Has Tommy Tuberville ever had an original thought? It doesn’t sound like it. Coach Tub basically spews Republican talking points and keeps his mouth firmly locked onto Donald Trump. He disrespects Alabama voters so much that he thinks that’s all he needs to do to win a place in the U.S. Senate.

Tuberville recently addressed the St. Clair County Republican Party at its September meeting. As reported by APR, Tuberville is quoted as saying the following, and I’ll offer a short rebuttal. I’m doing this because Tuberville is clearly afraid to death to debate his opponent, U.S. Sen. Doug Jones.

So here goes:

Tuberville: America is about capitalism, not socialism. I think we are going to decide which direction we are going to go in the next few years.”

Me: We decided which way we were going to go years ago, when the federal government started subsidies for oil and gas companies, farmers and other big industry and business. That, coach, is your so-called “socialism.”

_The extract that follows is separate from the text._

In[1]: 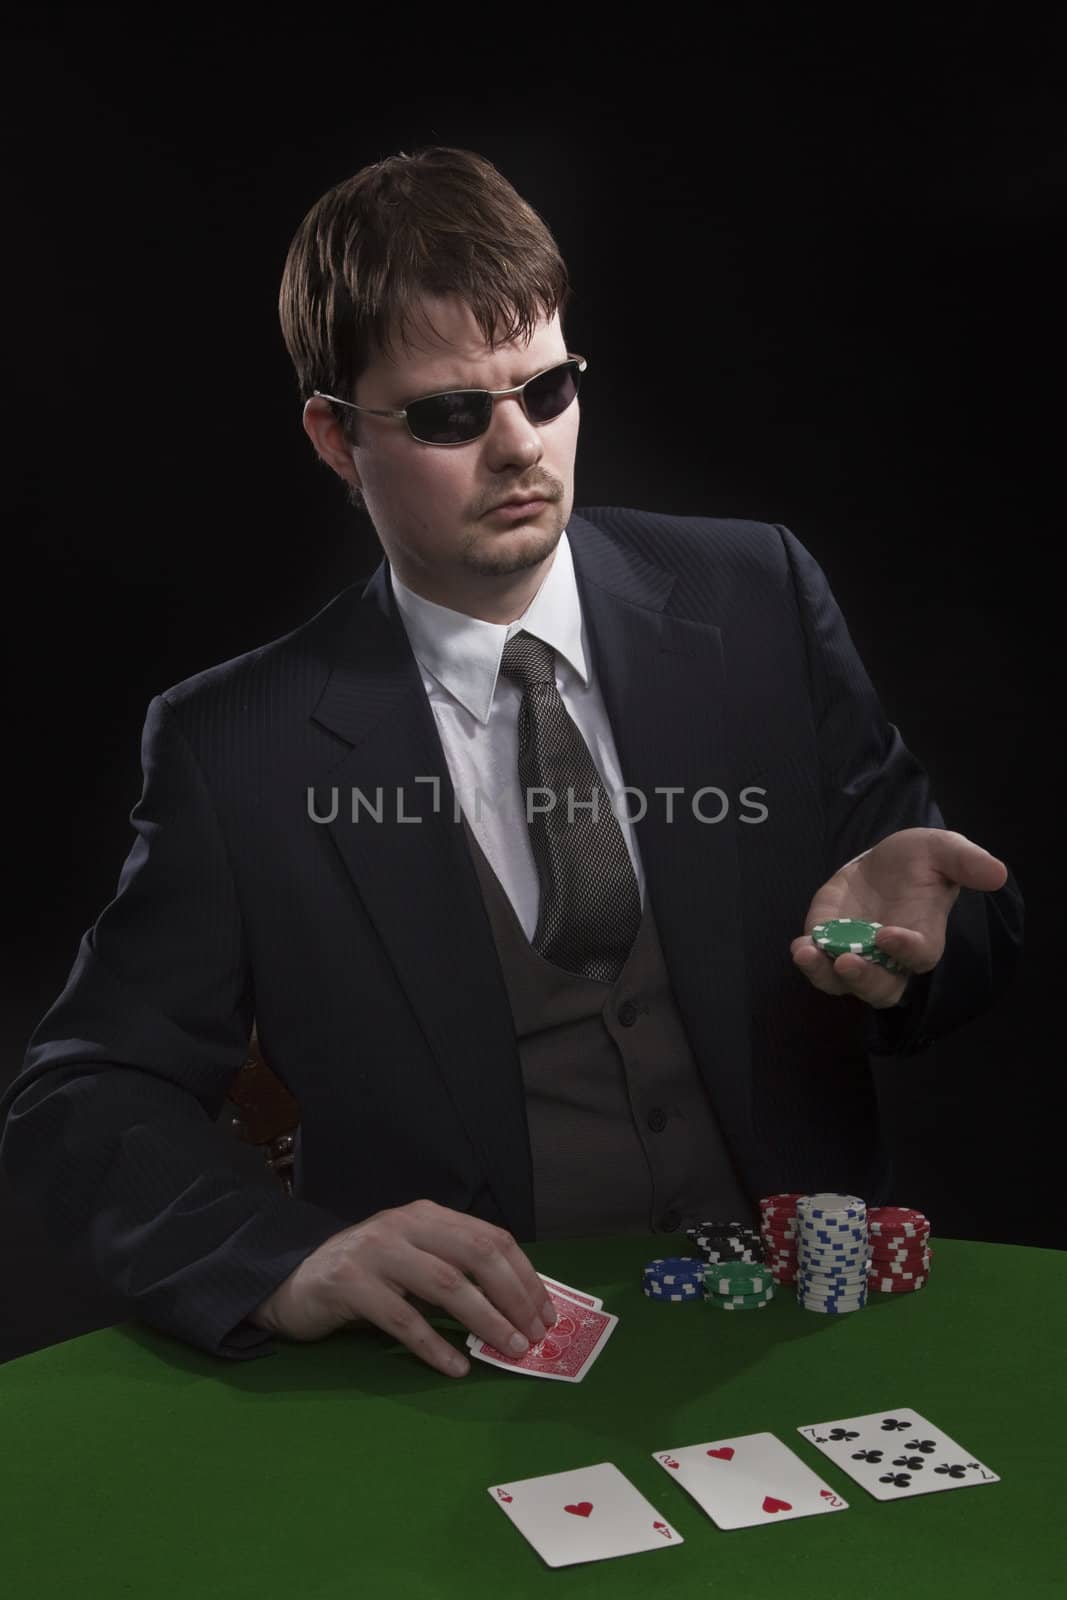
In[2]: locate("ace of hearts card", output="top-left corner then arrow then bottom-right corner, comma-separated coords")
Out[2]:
488,1462 -> 682,1567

I’m not necessarily opposed to subsidies to boost business, depending on the cause, but I’m not going to let a dimwitted, know-nothing, mediocre, former football coach pretend we don’t already have “socialism” in this country.  

What Tuberville really means is that he’s against “socialism” like Medicare or Medicaid or Social Security or food assistance or health insurance. He’s a millionaire already, so there’s no need for him have empathy for or support a safety net for people who are less fortunate socially and economically. That’s Tuberville’s “socialism,” and the Republican Party’s “socialism,” and Trump’s “socialism.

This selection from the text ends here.